Of course, I was not happy with that state of affairs, and tried to structure my life otherwise. At the Patent Office, they offered us the opportunity to work 10 hours a day and take one day a week off - Monday, Wednesday, or Friday. Most chose Monday or Friday, so they could have three-day weekends, which was at least a little better than two days - at least you have one day that is sort of quiet.
But as I started working from home and being self-employed, the entire concept of weekends went away. We found ourselves forgetting what day of the week it was - or even what time it was. You have to stop yourself from calling a client at 9PM at night on a Sunday - check your watch and calendar first!
This meant, however, that we could take time off when we wanted to, not when the calendar dictated. Nice day out? Time for time off! Pouring rain? Time to go back to work! And over time, we got used to this, and worked when we wanted to work, played when we wanted to play. It was a pretty good system.
But of course, now we're retired, and to us, the weekend isn't something to look forward to, but something to dread. It is the time when the roads are crowded, the campgrounds are crowded, the stores are crowded and the restaurants are crowded and the service is slow.
I guess there are reasons why we live this way. If everyone took their own weekends "whenever" then it would be hard to get business done. Before the smart phone and the Internet, people had to keep regular office hours, so that we could work together and communicate with one another. So I guess we had to all work at the same time, sleep at the same time, and so on and so forth. And in a less crowded world, I guess that worked, too.
But maybe, going forward, we will move - or are moving - to a new form of working and recreation, where the "weekend" if not abolished, at least becomes less important. And already we are seeing this. I run into a lot of people who are in RVs and working - on days when they want to work. The world has caught up to what I have been doing for the last 20 years or so.
But it is funny, how people say silly things like how a Monday "feels different" than a Sunday or a Wednesday - when they are artificial constructs of man. The days of the week don't exist - they are just labels and an ordering system we have imposed on time - and time cares naught about it.
So what does this have to do with finances? Well, a lot, actually. Because the vast majority of humanity still are slaves to the calendar and the clock, it means that you can save a considerable amount of hassle and time by time-shifting your life. Restaurants offer better deals on Tuesdays than they do on Saturdays - they offer discounts to draw in customers during a slow day. Lodging places often offer better deals for weekdays versus weekends. Grocery stores are less crowded and the selection often better during the week (particularly just before the weekend, not after). Just about everything is more pleasant.

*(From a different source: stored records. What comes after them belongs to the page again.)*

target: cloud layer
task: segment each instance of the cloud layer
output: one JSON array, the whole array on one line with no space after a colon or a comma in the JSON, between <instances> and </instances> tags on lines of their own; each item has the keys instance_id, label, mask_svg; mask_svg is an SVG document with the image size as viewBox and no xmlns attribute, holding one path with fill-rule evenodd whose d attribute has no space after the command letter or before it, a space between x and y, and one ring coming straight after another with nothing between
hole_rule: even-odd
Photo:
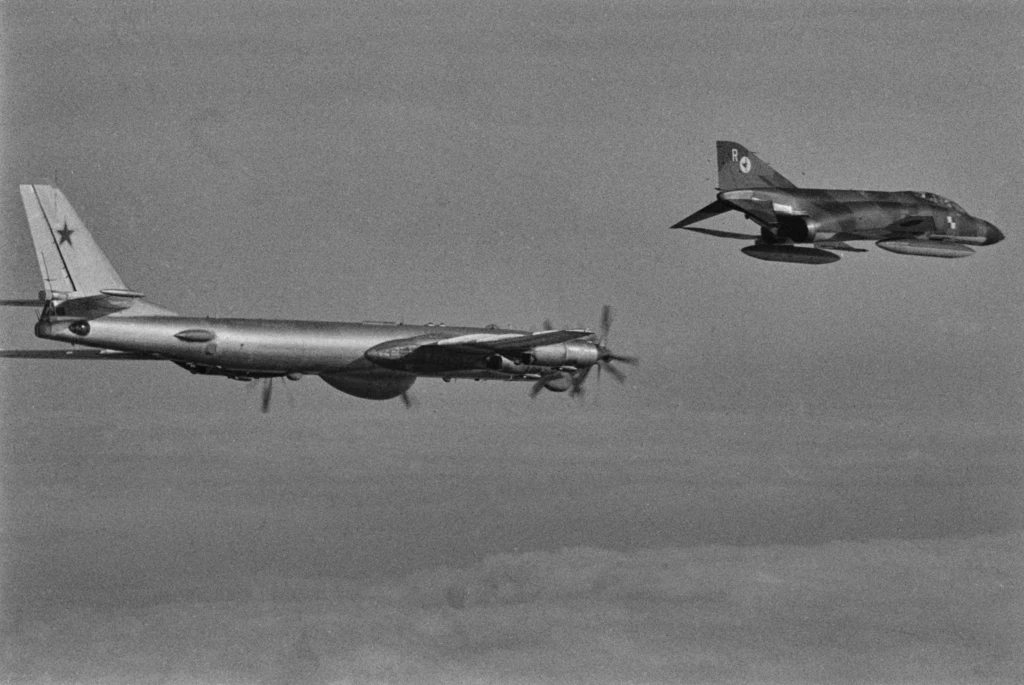
<instances>
[{"instance_id":1,"label":"cloud layer","mask_svg":"<svg viewBox=\"0 0 1024 685\"><path fill-rule=\"evenodd\" d=\"M16 682L1017 682L1020 534L594 548L24 616Z\"/></svg>"}]
</instances>

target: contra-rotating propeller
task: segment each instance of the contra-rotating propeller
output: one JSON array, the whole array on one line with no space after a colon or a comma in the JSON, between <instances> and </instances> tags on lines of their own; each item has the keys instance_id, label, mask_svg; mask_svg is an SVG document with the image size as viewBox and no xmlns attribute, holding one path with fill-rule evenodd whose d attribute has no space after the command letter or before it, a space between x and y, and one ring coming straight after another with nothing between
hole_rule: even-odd
<instances>
[{"instance_id":1,"label":"contra-rotating propeller","mask_svg":"<svg viewBox=\"0 0 1024 685\"><path fill-rule=\"evenodd\" d=\"M612 362L621 362L629 366L636 366L638 359L636 357L630 357L624 354L615 354L605 345L608 340L608 331L612 327L612 308L605 305L601 308L601 328L597 343L597 377L598 380L601 378L601 370L605 370L611 374L612 378L617 380L619 383L626 381L626 374L622 373L612 365ZM583 393L583 382L587 380L587 376L590 374L590 370L594 366L588 366L582 371L576 373L572 380L572 389L570 395L573 397L579 397Z\"/></svg>"},{"instance_id":2,"label":"contra-rotating propeller","mask_svg":"<svg viewBox=\"0 0 1024 685\"><path fill-rule=\"evenodd\" d=\"M626 380L626 375L612 365L612 362L621 362L630 366L636 366L636 357L629 357L626 355L615 354L605 345L605 341L608 339L608 331L612 326L612 309L610 306L605 305L601 308L601 327L599 329L599 337L594 340L597 345L597 373L600 378L601 370L604 369L612 375L612 377L619 383L623 383ZM549 320L544 321L544 330L552 330L552 325ZM583 382L587 379L587 375L590 373L590 369L593 366L584 367L582 370L577 371L571 377L566 376L566 382L568 387L559 388L559 390L569 390L573 397L578 397L583 392ZM557 381L558 379L542 378L533 384L530 389L530 397L536 397L540 394L540 391L547 387L550 383Z\"/></svg>"},{"instance_id":3,"label":"contra-rotating propeller","mask_svg":"<svg viewBox=\"0 0 1024 685\"><path fill-rule=\"evenodd\" d=\"M302 378L301 373L292 372L286 373L283 376L264 376L263 378L263 389L260 396L260 412L263 414L270 413L270 400L274 394L274 379L275 378L287 378L290 381L297 381Z\"/></svg>"}]
</instances>

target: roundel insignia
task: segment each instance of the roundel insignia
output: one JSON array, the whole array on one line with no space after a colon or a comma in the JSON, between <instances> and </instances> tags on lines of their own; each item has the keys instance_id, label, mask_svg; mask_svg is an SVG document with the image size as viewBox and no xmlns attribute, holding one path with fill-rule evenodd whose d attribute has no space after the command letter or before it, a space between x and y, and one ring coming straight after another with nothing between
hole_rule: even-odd
<instances>
[{"instance_id":1,"label":"roundel insignia","mask_svg":"<svg viewBox=\"0 0 1024 685\"><path fill-rule=\"evenodd\" d=\"M740 158L740 171L742 171L745 174L750 173L750 157Z\"/></svg>"}]
</instances>

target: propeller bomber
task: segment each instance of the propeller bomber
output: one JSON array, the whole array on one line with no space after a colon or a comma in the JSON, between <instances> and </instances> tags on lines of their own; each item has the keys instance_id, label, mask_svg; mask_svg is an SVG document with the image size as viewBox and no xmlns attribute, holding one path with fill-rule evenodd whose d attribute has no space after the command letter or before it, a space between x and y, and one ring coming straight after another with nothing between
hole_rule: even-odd
<instances>
[{"instance_id":1,"label":"propeller bomber","mask_svg":"<svg viewBox=\"0 0 1024 685\"><path fill-rule=\"evenodd\" d=\"M241 381L266 379L262 408L275 378L319 376L355 397L401 397L420 376L530 381L542 389L579 395L590 369L620 382L618 361L635 364L605 346L611 325L605 306L600 336L585 329L531 332L388 322L286 321L180 316L129 290L75 213L51 185L22 185L43 276L38 300L0 300L42 307L37 337L76 345L70 350L4 350L28 359L166 360L195 374ZM83 346L90 349L81 349Z\"/></svg>"}]
</instances>

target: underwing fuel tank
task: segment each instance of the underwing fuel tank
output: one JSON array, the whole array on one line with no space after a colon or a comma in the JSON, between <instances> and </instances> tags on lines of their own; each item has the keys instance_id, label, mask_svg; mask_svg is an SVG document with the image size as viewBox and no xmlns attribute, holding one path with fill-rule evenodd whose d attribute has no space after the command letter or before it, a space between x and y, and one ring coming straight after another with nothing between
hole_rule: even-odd
<instances>
[{"instance_id":1,"label":"underwing fuel tank","mask_svg":"<svg viewBox=\"0 0 1024 685\"><path fill-rule=\"evenodd\" d=\"M883 250L897 254L918 255L921 257L970 257L974 250L966 245L939 240L879 240L877 243Z\"/></svg>"},{"instance_id":2,"label":"underwing fuel tank","mask_svg":"<svg viewBox=\"0 0 1024 685\"><path fill-rule=\"evenodd\" d=\"M766 262L792 262L794 264L831 264L839 261L839 255L816 247L796 245L751 245L743 248L743 254Z\"/></svg>"}]
</instances>

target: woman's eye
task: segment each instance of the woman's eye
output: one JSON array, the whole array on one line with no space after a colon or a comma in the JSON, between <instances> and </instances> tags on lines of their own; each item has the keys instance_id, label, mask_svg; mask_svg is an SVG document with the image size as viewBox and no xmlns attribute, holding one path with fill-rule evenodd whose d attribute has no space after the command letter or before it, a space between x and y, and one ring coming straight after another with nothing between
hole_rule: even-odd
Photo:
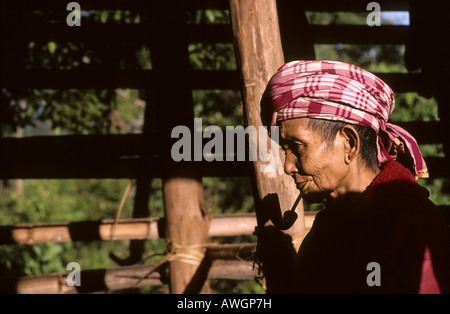
<instances>
[{"instance_id":1,"label":"woman's eye","mask_svg":"<svg viewBox=\"0 0 450 314\"><path fill-rule=\"evenodd\" d=\"M292 150L299 151L299 150L303 149L303 147L305 147L305 145L303 143L293 143Z\"/></svg>"}]
</instances>

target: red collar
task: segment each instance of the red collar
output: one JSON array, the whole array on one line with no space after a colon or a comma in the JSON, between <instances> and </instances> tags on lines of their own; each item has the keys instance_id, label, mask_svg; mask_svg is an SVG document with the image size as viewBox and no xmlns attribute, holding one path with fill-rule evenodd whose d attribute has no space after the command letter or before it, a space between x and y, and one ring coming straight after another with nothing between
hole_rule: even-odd
<instances>
[{"instance_id":1,"label":"red collar","mask_svg":"<svg viewBox=\"0 0 450 314\"><path fill-rule=\"evenodd\" d=\"M381 172L367 187L361 208L365 208L369 204L380 205L395 202L396 199L408 196L425 199L430 196L430 193L417 183L408 169L397 161L388 161L383 164Z\"/></svg>"},{"instance_id":2,"label":"red collar","mask_svg":"<svg viewBox=\"0 0 450 314\"><path fill-rule=\"evenodd\" d=\"M410 181L417 183L416 179L408 169L403 167L399 162L392 160L383 164L381 172L372 181L369 189L379 184L394 181Z\"/></svg>"},{"instance_id":3,"label":"red collar","mask_svg":"<svg viewBox=\"0 0 450 314\"><path fill-rule=\"evenodd\" d=\"M364 212L374 205L387 209L388 206L384 205L393 202L398 197L405 197L405 195L413 194L424 198L429 196L428 190L417 183L412 173L399 162L393 160L382 165L381 172L363 194L363 199L359 205L355 204L356 206L352 207L349 204L348 207L340 208L336 213L342 215L344 212ZM325 204L325 206L329 208L329 205Z\"/></svg>"}]
</instances>

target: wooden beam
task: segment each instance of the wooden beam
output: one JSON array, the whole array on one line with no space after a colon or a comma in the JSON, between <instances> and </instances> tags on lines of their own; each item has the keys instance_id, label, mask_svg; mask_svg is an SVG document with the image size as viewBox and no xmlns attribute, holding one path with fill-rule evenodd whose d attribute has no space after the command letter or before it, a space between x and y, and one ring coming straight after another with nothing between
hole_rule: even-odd
<instances>
[{"instance_id":1,"label":"wooden beam","mask_svg":"<svg viewBox=\"0 0 450 314\"><path fill-rule=\"evenodd\" d=\"M413 131L408 129L408 131ZM415 132L412 132L416 134ZM418 133L417 133L418 134ZM426 144L425 142L419 142ZM6 160L1 159L0 160ZM444 157L425 157L433 178L450 176L450 164ZM252 165L249 161L204 161L180 162L185 168L195 168L202 177L248 177ZM85 160L30 160L21 158L0 169L0 179L129 179L138 174L161 178L167 173L166 166L159 159L151 159L145 169L139 169L139 161L130 159L98 159L91 156ZM140 171L140 173L138 173Z\"/></svg>"},{"instance_id":2,"label":"wooden beam","mask_svg":"<svg viewBox=\"0 0 450 314\"><path fill-rule=\"evenodd\" d=\"M409 0L379 0L382 11L408 11ZM306 11L319 12L368 12L366 0L322 0L322 1L305 1Z\"/></svg>"},{"instance_id":3,"label":"wooden beam","mask_svg":"<svg viewBox=\"0 0 450 314\"><path fill-rule=\"evenodd\" d=\"M413 134L420 144L443 143L447 134L438 121L393 123ZM158 157L162 137L154 135L153 138L154 145L149 146L151 162L142 170L138 170L141 134L2 138L0 151L5 153L0 155L0 162L8 167L0 169L0 178L135 178L139 173L161 177L165 169ZM153 148L158 151L152 151ZM441 173L449 172L450 166L444 160L427 159L432 167L440 169L433 171L433 175L445 177ZM252 168L250 161L184 162L180 165L195 167L204 177L249 176Z\"/></svg>"},{"instance_id":4,"label":"wooden beam","mask_svg":"<svg viewBox=\"0 0 450 314\"><path fill-rule=\"evenodd\" d=\"M400 45L406 44L409 26L310 25L315 44Z\"/></svg>"},{"instance_id":5,"label":"wooden beam","mask_svg":"<svg viewBox=\"0 0 450 314\"><path fill-rule=\"evenodd\" d=\"M33 0L3 0L0 8L2 10L20 10L20 11L60 11L61 7L64 11L66 9L66 3L61 4L59 0L39 0L39 2ZM141 0L95 0L86 1L81 3L82 10L139 10L148 11L152 9L151 1ZM186 1L185 8L189 10L227 10L227 0L194 0Z\"/></svg>"},{"instance_id":6,"label":"wooden beam","mask_svg":"<svg viewBox=\"0 0 450 314\"><path fill-rule=\"evenodd\" d=\"M15 51L17 47L27 45L29 42L56 42L64 44L82 43L86 49L96 50L108 47L128 47L136 49L137 45L148 44L152 34L141 36L150 25L140 24L100 24L87 21L83 27L70 28L64 23L41 23L33 28L17 27L9 25L10 31L4 35L4 49ZM229 24L189 24L187 27L187 40L189 43L232 43L232 29ZM409 26L406 25L381 25L367 27L367 25L315 25L305 27L308 37L315 44L353 44L353 45L404 45L408 39ZM117 37L124 38L118 42Z\"/></svg>"},{"instance_id":7,"label":"wooden beam","mask_svg":"<svg viewBox=\"0 0 450 314\"><path fill-rule=\"evenodd\" d=\"M395 109L394 109L395 110ZM396 124L414 136L420 144L440 144L445 142L447 130L444 123L440 121L389 121Z\"/></svg>"},{"instance_id":8,"label":"wooden beam","mask_svg":"<svg viewBox=\"0 0 450 314\"><path fill-rule=\"evenodd\" d=\"M427 91L429 87L420 73L374 73L386 81L396 93ZM233 89L241 85L235 70L192 70L188 86L191 89ZM155 82L152 70L4 70L0 86L21 86L36 89L146 89Z\"/></svg>"},{"instance_id":9,"label":"wooden beam","mask_svg":"<svg viewBox=\"0 0 450 314\"><path fill-rule=\"evenodd\" d=\"M305 226L310 229L317 212L305 212ZM53 222L0 226L0 244L37 244L70 241L109 241L114 221ZM120 219L113 240L153 240L164 238L165 219ZM256 216L250 214L212 215L209 237L252 235Z\"/></svg>"},{"instance_id":10,"label":"wooden beam","mask_svg":"<svg viewBox=\"0 0 450 314\"><path fill-rule=\"evenodd\" d=\"M5 160L5 159L1 159ZM22 158L0 169L0 179L130 179L139 175L162 178L169 173L168 164L158 158L150 159L145 168L137 158L84 160L30 160ZM246 161L180 162L180 167L196 169L202 177L247 177L251 164ZM249 168L250 167L250 168Z\"/></svg>"},{"instance_id":11,"label":"wooden beam","mask_svg":"<svg viewBox=\"0 0 450 314\"><path fill-rule=\"evenodd\" d=\"M385 81L395 93L429 93L431 86L421 73L373 73Z\"/></svg>"},{"instance_id":12,"label":"wooden beam","mask_svg":"<svg viewBox=\"0 0 450 314\"><path fill-rule=\"evenodd\" d=\"M226 0L193 0L186 1L186 8L190 10L228 10L228 1ZM378 0L381 10L383 11L408 11L408 0ZM322 0L322 1L305 1L305 9L307 11L344 11L344 12L365 12L367 7L366 0ZM61 6L58 0L40 0L39 2L4 0L0 8L2 10L20 10L20 11L55 11ZM83 10L131 10L131 11L148 11L151 8L150 1L140 0L96 0L82 3ZM65 4L63 10L65 9Z\"/></svg>"},{"instance_id":13,"label":"wooden beam","mask_svg":"<svg viewBox=\"0 0 450 314\"><path fill-rule=\"evenodd\" d=\"M150 70L20 70L4 69L0 86L37 89L145 89L154 81Z\"/></svg>"},{"instance_id":14,"label":"wooden beam","mask_svg":"<svg viewBox=\"0 0 450 314\"><path fill-rule=\"evenodd\" d=\"M209 244L205 257L211 260L235 260L253 262L256 243Z\"/></svg>"},{"instance_id":15,"label":"wooden beam","mask_svg":"<svg viewBox=\"0 0 450 314\"><path fill-rule=\"evenodd\" d=\"M0 73L0 86L36 89L142 89L156 81L152 70L12 70ZM234 70L189 71L191 89L239 89L239 73Z\"/></svg>"},{"instance_id":16,"label":"wooden beam","mask_svg":"<svg viewBox=\"0 0 450 314\"><path fill-rule=\"evenodd\" d=\"M23 27L16 20L12 23L3 24L8 32L3 35L2 45L17 45L29 42L47 43L50 41L58 44L83 43L83 47L97 50L105 46L136 48L137 45L148 44L151 41L152 33L156 30L150 28L149 22L139 24L124 24L117 22L100 23L92 20L82 20L82 27L67 27L63 22L34 22L34 27ZM30 25L32 22L30 21ZM26 25L26 24L25 24ZM20 27L22 26L22 27ZM232 43L233 33L230 24L188 24L187 40L189 43ZM142 36L142 33L148 36ZM117 38L122 38L117 41ZM13 47L11 47L13 48ZM97 48L97 49L95 49ZM97 52L98 53L98 52Z\"/></svg>"},{"instance_id":17,"label":"wooden beam","mask_svg":"<svg viewBox=\"0 0 450 314\"><path fill-rule=\"evenodd\" d=\"M252 263L241 261L214 261L208 273L208 279L255 280L255 277Z\"/></svg>"},{"instance_id":18,"label":"wooden beam","mask_svg":"<svg viewBox=\"0 0 450 314\"><path fill-rule=\"evenodd\" d=\"M212 215L210 237L252 235L256 227L256 216L251 214Z\"/></svg>"},{"instance_id":19,"label":"wooden beam","mask_svg":"<svg viewBox=\"0 0 450 314\"><path fill-rule=\"evenodd\" d=\"M245 118L248 125L258 128L262 126L260 103L267 83L284 63L276 2L274 0L257 2L230 0L230 15L236 55L242 75ZM254 140L254 145L267 141L266 147L271 146L270 139L264 139L261 134L257 139L251 140ZM283 155L280 154L278 145L271 149L274 150L275 156ZM277 160L279 163L275 170L263 172L264 163L258 159L253 162L252 174L258 238L261 241L258 255L262 261L268 291L271 292L281 292L285 289L281 282L288 272L285 271L287 268L280 264L280 259L290 254L290 248L287 244L283 245L287 241L282 244L274 237L263 236L263 233L271 230L270 227L266 228L269 221L275 225L283 223L281 218L283 212L292 207L298 195L292 178L284 174L284 161L282 158ZM293 239L305 231L302 205L298 206L297 213L299 217L295 224L286 231ZM278 233L281 233L280 230ZM282 234L279 236L280 240L283 238ZM297 246L295 240L294 246ZM279 280L279 278L282 279Z\"/></svg>"},{"instance_id":20,"label":"wooden beam","mask_svg":"<svg viewBox=\"0 0 450 314\"><path fill-rule=\"evenodd\" d=\"M142 134L57 135L0 138L0 159L124 158L139 156ZM48 154L47 154L48 153Z\"/></svg>"},{"instance_id":21,"label":"wooden beam","mask_svg":"<svg viewBox=\"0 0 450 314\"><path fill-rule=\"evenodd\" d=\"M30 41L49 42L62 44L83 43L87 48L99 48L99 45L111 47L130 47L137 44L146 44L150 37L143 37L143 31L148 29L148 23L141 24L99 24L85 23L83 27L66 27L65 23L39 24L33 29L14 28L4 37L3 45L28 43ZM190 43L231 43L233 41L229 24L190 24L188 27L188 41ZM381 25L367 27L367 25L308 25L307 31L311 32L316 44L405 44L409 26L405 25ZM151 36L152 34L149 34ZM115 38L120 36L123 41L117 42Z\"/></svg>"},{"instance_id":22,"label":"wooden beam","mask_svg":"<svg viewBox=\"0 0 450 314\"><path fill-rule=\"evenodd\" d=\"M108 269L81 270L81 286L68 286L68 273L22 277L6 280L0 291L18 294L72 294L115 291L130 288L161 286L165 282L159 272L149 272L154 265L123 266ZM208 272L208 279L253 280L252 264L238 260L216 260ZM9 289L8 289L9 288Z\"/></svg>"},{"instance_id":23,"label":"wooden beam","mask_svg":"<svg viewBox=\"0 0 450 314\"><path fill-rule=\"evenodd\" d=\"M449 159L445 157L425 157L430 178L450 178Z\"/></svg>"},{"instance_id":24,"label":"wooden beam","mask_svg":"<svg viewBox=\"0 0 450 314\"><path fill-rule=\"evenodd\" d=\"M438 206L450 224L450 206ZM304 212L305 228L311 229L317 212ZM37 244L70 241L108 241L112 220L18 224L0 226L0 244ZM164 237L164 219L139 218L119 220L114 240L154 240ZM252 235L256 226L255 214L212 215L209 237ZM239 245L238 245L239 246Z\"/></svg>"}]
</instances>

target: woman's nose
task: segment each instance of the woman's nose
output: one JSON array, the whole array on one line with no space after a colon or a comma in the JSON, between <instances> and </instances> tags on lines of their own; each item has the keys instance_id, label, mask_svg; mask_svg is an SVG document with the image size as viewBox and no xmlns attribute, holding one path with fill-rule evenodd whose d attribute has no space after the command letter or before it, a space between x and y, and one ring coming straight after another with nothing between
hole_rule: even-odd
<instances>
[{"instance_id":1,"label":"woman's nose","mask_svg":"<svg viewBox=\"0 0 450 314\"><path fill-rule=\"evenodd\" d=\"M296 162L297 157L295 157L295 155L289 150L286 151L286 159L284 160L284 172L287 175L292 176L294 173L298 172Z\"/></svg>"}]
</instances>

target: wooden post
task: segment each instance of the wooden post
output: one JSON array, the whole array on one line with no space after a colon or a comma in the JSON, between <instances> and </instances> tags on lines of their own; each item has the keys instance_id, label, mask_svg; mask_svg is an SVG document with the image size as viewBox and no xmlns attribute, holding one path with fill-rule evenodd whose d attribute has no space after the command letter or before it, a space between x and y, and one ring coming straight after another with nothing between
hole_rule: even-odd
<instances>
[{"instance_id":1,"label":"wooden post","mask_svg":"<svg viewBox=\"0 0 450 314\"><path fill-rule=\"evenodd\" d=\"M165 235L170 255L171 293L208 292L207 270L202 254L209 230L209 215L203 200L202 179L195 164L172 160L171 136L176 126L193 132L194 106L190 89L185 3L153 1L151 5L151 59L157 77L152 86L157 135L162 141Z\"/></svg>"},{"instance_id":2,"label":"wooden post","mask_svg":"<svg viewBox=\"0 0 450 314\"><path fill-rule=\"evenodd\" d=\"M258 128L262 125L260 102L267 83L284 63L276 1L230 0L230 13L236 55L242 75L245 118L248 125ZM279 146L277 149L280 150ZM284 154L280 154L280 158L281 156ZM292 178L284 174L282 158L276 172L262 172L260 168L262 164L260 160L254 162L253 178L255 207L260 231L267 229L262 226L265 226L268 220L277 224L282 217L280 209L282 212L290 209L299 193ZM303 206L300 204L297 213L299 217L296 223L286 232L294 240L302 238L301 235L305 233ZM283 258L290 260L295 254L293 253L294 248L286 246L286 236L281 231L275 228L267 231L267 237L261 234L259 237L262 241L261 259L268 291L286 291L285 280L292 275L289 274L289 271L284 273L280 273L280 271L293 267L293 261L283 264L281 260ZM265 238L266 241L263 241L262 238ZM295 248L298 248L298 243Z\"/></svg>"},{"instance_id":3,"label":"wooden post","mask_svg":"<svg viewBox=\"0 0 450 314\"><path fill-rule=\"evenodd\" d=\"M166 239L169 252L174 253L170 289L172 293L206 293L208 267L202 263L209 216L203 206L203 185L195 177L182 175L166 178L163 185Z\"/></svg>"}]
</instances>

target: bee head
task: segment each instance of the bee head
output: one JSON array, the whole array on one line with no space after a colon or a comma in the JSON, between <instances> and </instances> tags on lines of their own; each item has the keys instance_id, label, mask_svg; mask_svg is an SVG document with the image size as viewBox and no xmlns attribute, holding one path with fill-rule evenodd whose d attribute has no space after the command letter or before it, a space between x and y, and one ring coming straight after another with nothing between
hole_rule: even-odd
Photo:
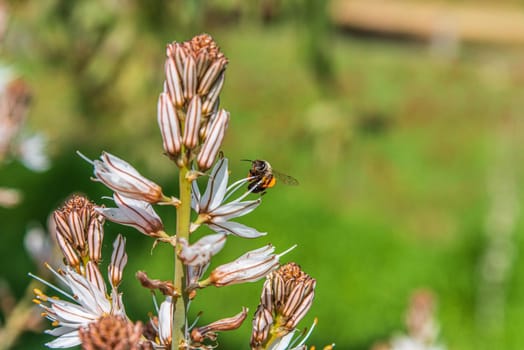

As I noted before, when we lived in the DC area, it seemed so crowded and busy - if you lived according to the calendar. Everyone commuted to work at the same time, went out to eat at the same time, and clogged Route 50 to the eastern shore every weekend. Once we were liberated from the calendar, Alexandria, Virginia seemed like a small, Southern town with little traffic. The beltway was never backed up, and Route 50 was a pleasant drive, not a miles-long traffic jam.
What got me started on this was reading restaurant reviews online (I know, a waste of time, right?) for a local clam and lobster shack. The reviews were mostly positive but the few one-star reviews all had something in common - they were reviews from people who tried to get a table for a party of six or more, on a busy weekend night. They all complained about waiting for tables and slow service. Meanwhile, the folks who popped in for a late lunch on a Wednesday, said they had a delightful time. Funny how that works, eh?